Дама испугалась и даже побледнела под коркой румян.
— Я, профессор… Клянусь, если бы вы знали, какая у меня драма…
— Лет вам сколько, сударыня? — еще суровее повторил Филипп Филиппович.
— Честное слово… Ну, сорок пять.
— Сударыня,— возопил Филипп Филиппович,— меня ждут. Не задерживайте, пожалуйста. Вы же не одна!
Грудь дамы бурно вздымалась.
— Я вам одному, как светилу науки, но клянусь, это такой ужас…
— Сколько вам лет?! — яростно и визгливо спросил Филипп Филиппович, и очки его блеснули.
— Пятьдесят один! — корчась от страху, ответила дама.
— Снимайте штаны, сударыня,— облегченно молвил Филипп Филиппович и указал на высокий белый эшафот в углу.
— Клянусь, профессор,— бормотала дама, дрожащими пальцами расстегивая какие-то кнопки на поясе,— этот Альфонс… Я вам признаюсь, как на духу…

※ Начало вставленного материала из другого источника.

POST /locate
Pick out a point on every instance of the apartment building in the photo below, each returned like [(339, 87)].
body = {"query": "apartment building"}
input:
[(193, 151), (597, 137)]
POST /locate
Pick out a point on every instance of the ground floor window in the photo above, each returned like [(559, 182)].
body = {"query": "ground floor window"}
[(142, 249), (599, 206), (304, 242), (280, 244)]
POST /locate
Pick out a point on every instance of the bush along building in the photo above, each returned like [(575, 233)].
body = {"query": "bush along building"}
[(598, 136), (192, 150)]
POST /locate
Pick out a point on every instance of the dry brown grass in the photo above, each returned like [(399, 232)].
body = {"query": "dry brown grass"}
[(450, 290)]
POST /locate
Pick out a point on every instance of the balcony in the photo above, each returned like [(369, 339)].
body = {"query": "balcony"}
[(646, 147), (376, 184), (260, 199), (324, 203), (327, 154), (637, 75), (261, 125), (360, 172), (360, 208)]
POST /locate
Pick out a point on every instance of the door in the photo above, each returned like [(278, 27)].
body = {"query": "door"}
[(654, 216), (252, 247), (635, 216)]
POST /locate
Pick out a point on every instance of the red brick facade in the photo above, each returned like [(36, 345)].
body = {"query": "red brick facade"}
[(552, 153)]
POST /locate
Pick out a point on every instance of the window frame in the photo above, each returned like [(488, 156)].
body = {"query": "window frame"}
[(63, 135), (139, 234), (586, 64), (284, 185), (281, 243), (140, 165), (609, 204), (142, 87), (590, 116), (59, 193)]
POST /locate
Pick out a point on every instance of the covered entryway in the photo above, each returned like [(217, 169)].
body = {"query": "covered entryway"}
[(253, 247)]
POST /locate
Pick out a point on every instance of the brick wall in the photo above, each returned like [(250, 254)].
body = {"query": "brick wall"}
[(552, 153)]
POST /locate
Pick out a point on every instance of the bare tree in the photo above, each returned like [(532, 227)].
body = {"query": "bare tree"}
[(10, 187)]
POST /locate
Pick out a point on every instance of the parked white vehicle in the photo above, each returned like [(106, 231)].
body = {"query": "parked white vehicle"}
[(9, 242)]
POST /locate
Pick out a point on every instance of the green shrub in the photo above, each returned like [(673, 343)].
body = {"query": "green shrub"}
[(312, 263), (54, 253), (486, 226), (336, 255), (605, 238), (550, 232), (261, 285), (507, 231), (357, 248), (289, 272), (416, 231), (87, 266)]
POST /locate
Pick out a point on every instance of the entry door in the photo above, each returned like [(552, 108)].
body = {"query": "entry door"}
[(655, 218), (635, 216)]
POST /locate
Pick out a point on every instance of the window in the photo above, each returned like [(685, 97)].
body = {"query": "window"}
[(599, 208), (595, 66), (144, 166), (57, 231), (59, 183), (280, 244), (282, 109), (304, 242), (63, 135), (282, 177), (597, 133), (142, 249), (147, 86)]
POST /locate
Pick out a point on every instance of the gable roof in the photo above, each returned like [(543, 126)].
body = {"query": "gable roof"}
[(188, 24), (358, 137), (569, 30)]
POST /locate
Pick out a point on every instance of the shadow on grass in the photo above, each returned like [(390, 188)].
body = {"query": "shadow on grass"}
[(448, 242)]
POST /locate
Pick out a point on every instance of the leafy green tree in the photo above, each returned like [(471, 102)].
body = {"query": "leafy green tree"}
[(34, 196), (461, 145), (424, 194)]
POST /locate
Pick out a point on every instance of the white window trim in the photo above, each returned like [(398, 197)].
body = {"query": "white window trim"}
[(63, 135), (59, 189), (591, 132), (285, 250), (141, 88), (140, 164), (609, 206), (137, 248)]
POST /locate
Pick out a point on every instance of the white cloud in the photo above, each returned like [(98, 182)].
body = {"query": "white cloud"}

— «От Севильи до Гренады!..» — рассеянно запел Филипп Филиппович и нажал педаль в мраморном умывальнике. Зашумела вода.
— Богом клянусь! — говорила дама, и живые пятна сквозь искусственные продирались на ее щеках.— Я знаю, это моя последняя страсть. Ведь это такой негодяй! О, профессор! Он карточный шулер, это знает вся Москва. Он не может пропустить ни одной гнусной модистки. Ведь он так дьявольски молод! — Дама бормотала и выбрасывала из-под шумящих юбок скомканный кружевной клок.
Пес совершенно затуманился, и все в голове пошло у него кверху ногами.
«Ну вас к черту,— мутно подумал он, положил голову на лапы и задремал от стыда,— и стараться не буду понять, что это за штука. Все равно не пойму».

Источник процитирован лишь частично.